Significant costs are associated with OILs as well. As in the case of OS, by 2012, apprehension in a state with an OIL in place was linked to a greater likelihood of being separated from family. Additionally, the incidence of physical and verbal abuse rises as the number of states implementing OILs increases. Perhaps, the growing number of state-level OILs is an expression of an evolving anti-immigrant sentiment propelled by a “herding” or “ganging-up” effect. This is an area worthy of further research. However, it is also interesting to note some positives stemming from the implementation of state-level OILs with regard to migrant mistreatment. For instance, we observe a reduced incidence of misinformation about the right to contact the Mexican Consulate among those apprehended in a state with an OIL. Maybe increased awareness by law enforcement personnel of the importance of informing detainees of their right to counsel has contributed to this outcome.

As noted, these findings are specific to the data available, which provides migrants’ intentions to migrate as opposed to their actual behavior. Furthermore, we do not have information on all Mexicans but, rather, only on deportees who, because of their past behavior, have shown a predisposition for migrating to the United States illegally. Finally, we emphasize that our focus is on the overall impact of the policies, regardless of whether these impacts originate from their effects on the behavior of Border Patrol officers, interior enforcement personnel, deportees, or the type of prospective migrant.
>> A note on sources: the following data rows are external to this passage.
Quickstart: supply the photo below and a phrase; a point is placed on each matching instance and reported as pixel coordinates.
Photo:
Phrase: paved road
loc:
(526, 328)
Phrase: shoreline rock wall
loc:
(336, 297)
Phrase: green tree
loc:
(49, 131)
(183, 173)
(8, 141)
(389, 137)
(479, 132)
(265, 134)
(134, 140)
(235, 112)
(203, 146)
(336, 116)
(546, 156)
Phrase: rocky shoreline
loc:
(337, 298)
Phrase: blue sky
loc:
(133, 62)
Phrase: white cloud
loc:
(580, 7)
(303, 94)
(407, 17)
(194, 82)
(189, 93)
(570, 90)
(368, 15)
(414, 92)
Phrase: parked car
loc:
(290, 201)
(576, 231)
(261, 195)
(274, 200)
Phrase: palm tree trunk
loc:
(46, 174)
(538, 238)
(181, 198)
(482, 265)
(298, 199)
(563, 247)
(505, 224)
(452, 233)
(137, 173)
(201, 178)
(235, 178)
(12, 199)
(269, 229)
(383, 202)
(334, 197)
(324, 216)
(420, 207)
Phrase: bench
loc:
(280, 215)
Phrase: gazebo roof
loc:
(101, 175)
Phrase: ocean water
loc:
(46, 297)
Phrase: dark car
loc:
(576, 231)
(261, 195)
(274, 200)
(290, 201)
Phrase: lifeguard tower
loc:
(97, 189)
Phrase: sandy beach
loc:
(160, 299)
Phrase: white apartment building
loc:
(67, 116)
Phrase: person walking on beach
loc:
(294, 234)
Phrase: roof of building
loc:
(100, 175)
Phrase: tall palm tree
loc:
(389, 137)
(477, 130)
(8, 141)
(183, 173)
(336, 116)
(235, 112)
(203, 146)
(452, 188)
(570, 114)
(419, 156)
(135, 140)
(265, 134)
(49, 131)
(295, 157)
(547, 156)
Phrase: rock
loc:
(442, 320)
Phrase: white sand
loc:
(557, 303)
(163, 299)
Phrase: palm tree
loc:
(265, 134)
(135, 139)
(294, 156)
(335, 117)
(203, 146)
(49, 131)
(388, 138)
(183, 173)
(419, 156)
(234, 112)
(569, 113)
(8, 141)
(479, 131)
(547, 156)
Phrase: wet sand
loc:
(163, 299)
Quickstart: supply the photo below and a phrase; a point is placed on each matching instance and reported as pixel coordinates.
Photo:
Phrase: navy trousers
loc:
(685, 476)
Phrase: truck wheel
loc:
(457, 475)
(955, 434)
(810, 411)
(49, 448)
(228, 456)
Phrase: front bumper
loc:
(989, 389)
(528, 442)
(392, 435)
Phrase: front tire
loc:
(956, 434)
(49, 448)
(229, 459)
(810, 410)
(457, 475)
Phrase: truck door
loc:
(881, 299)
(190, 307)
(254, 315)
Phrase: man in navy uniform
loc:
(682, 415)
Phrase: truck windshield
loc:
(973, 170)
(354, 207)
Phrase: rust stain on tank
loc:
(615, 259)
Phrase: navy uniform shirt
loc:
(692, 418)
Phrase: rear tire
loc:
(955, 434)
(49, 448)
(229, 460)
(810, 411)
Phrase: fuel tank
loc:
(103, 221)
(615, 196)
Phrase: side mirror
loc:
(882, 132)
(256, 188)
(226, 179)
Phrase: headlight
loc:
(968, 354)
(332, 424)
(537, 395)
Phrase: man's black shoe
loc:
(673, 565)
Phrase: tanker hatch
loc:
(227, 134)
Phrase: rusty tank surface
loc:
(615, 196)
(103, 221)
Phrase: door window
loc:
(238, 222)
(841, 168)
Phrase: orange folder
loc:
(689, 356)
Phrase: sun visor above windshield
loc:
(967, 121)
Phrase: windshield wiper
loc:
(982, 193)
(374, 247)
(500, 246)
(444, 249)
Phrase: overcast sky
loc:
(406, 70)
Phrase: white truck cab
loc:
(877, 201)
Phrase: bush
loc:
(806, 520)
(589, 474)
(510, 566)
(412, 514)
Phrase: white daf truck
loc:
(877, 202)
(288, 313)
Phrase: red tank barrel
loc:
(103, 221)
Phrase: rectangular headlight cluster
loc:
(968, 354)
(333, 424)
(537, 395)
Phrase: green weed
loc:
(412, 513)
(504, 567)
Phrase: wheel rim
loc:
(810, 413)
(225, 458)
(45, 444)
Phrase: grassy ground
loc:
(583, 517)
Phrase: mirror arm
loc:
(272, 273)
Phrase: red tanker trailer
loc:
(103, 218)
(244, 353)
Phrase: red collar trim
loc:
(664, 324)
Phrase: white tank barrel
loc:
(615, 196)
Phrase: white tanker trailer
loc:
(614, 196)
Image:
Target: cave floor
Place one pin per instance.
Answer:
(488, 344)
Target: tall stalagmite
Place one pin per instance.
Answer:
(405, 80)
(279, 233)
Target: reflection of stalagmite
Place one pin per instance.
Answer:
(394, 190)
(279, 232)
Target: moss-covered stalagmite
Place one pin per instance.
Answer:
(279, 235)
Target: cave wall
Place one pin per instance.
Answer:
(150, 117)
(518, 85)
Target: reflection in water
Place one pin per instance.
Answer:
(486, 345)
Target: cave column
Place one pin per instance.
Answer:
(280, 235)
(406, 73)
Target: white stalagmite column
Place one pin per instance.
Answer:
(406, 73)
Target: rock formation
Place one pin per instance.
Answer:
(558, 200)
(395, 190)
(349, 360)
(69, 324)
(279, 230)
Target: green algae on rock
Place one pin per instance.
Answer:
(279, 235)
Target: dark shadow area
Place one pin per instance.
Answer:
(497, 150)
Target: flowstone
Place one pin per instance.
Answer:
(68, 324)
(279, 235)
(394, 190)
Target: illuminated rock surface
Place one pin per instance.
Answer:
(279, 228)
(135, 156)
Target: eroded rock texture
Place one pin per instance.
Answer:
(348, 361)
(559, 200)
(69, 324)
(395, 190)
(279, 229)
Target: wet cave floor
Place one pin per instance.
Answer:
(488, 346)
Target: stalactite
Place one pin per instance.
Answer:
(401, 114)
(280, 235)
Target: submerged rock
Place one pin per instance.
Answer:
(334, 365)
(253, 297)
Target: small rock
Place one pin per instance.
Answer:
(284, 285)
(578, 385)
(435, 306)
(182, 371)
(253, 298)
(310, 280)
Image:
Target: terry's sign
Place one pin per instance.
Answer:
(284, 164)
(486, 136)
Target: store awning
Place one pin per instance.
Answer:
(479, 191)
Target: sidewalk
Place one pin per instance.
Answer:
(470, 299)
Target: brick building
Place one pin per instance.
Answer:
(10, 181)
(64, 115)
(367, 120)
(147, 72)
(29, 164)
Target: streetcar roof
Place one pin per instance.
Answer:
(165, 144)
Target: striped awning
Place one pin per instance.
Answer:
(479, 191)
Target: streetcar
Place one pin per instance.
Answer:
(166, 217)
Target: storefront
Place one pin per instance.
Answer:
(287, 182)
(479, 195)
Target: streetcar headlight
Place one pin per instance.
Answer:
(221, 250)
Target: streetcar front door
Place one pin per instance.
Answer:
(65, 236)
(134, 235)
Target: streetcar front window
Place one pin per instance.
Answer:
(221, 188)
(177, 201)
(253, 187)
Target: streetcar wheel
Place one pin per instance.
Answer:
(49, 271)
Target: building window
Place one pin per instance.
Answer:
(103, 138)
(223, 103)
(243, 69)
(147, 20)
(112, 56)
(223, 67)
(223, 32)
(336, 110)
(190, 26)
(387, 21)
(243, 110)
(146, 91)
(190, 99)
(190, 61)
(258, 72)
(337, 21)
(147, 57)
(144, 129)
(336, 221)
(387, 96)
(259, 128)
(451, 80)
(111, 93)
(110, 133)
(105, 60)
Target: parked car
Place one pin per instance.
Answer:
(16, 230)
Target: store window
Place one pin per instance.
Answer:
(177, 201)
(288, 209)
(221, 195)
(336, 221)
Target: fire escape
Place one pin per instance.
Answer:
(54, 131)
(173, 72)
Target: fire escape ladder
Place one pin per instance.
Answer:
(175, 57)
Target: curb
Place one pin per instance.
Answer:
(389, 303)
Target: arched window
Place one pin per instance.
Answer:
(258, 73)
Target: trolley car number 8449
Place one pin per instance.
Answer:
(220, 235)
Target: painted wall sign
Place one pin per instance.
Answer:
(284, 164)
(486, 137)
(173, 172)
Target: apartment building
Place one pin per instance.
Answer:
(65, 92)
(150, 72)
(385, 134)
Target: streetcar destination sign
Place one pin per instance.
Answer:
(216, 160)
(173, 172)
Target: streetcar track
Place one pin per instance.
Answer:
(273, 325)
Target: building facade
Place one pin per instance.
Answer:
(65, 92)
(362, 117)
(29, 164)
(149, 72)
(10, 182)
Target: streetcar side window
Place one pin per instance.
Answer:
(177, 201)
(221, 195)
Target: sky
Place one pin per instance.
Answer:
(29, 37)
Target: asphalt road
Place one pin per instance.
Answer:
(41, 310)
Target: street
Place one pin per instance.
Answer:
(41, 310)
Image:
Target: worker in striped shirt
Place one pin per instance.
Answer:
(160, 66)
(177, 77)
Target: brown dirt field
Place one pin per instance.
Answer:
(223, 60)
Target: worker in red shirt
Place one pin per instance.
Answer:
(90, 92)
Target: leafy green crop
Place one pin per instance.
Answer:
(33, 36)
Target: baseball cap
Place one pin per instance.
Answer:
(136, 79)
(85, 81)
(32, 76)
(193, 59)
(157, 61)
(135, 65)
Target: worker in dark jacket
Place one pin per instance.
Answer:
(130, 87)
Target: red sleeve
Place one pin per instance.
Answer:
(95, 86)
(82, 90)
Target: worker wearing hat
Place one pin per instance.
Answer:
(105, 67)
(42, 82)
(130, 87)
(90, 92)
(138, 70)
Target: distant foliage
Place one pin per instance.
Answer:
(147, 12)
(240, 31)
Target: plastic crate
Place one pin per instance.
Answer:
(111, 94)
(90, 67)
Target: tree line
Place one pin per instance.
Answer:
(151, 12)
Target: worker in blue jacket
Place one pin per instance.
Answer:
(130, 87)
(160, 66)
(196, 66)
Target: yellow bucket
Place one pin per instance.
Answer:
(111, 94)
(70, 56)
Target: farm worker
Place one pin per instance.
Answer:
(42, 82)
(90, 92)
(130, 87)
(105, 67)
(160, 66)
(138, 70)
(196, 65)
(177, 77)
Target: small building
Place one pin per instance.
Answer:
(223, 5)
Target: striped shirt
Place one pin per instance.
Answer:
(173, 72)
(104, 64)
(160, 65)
Still, the results reveal that although the policies in some instances are somewhat effective at reducing the intention to commit recidivism by deportees, recent immigration enforcement policies at the federal and state level have substantially increased some human costs endured by migrants. Examples of such costs include a significant increase in the proportion of deportees who claim risking their lives to cross as well as an increased likelihood of being separated from family members during the deportation process. A full accounting of these human costs, alongside the limited effectiveness of these policies, should be taken into consideration when evaluating alternative programs. Doing so is imperative, especially considering the rise in mistreatment that we observe with the prevalence of the policies, raising important questions about their ultimate impacts if implemented throughout the country.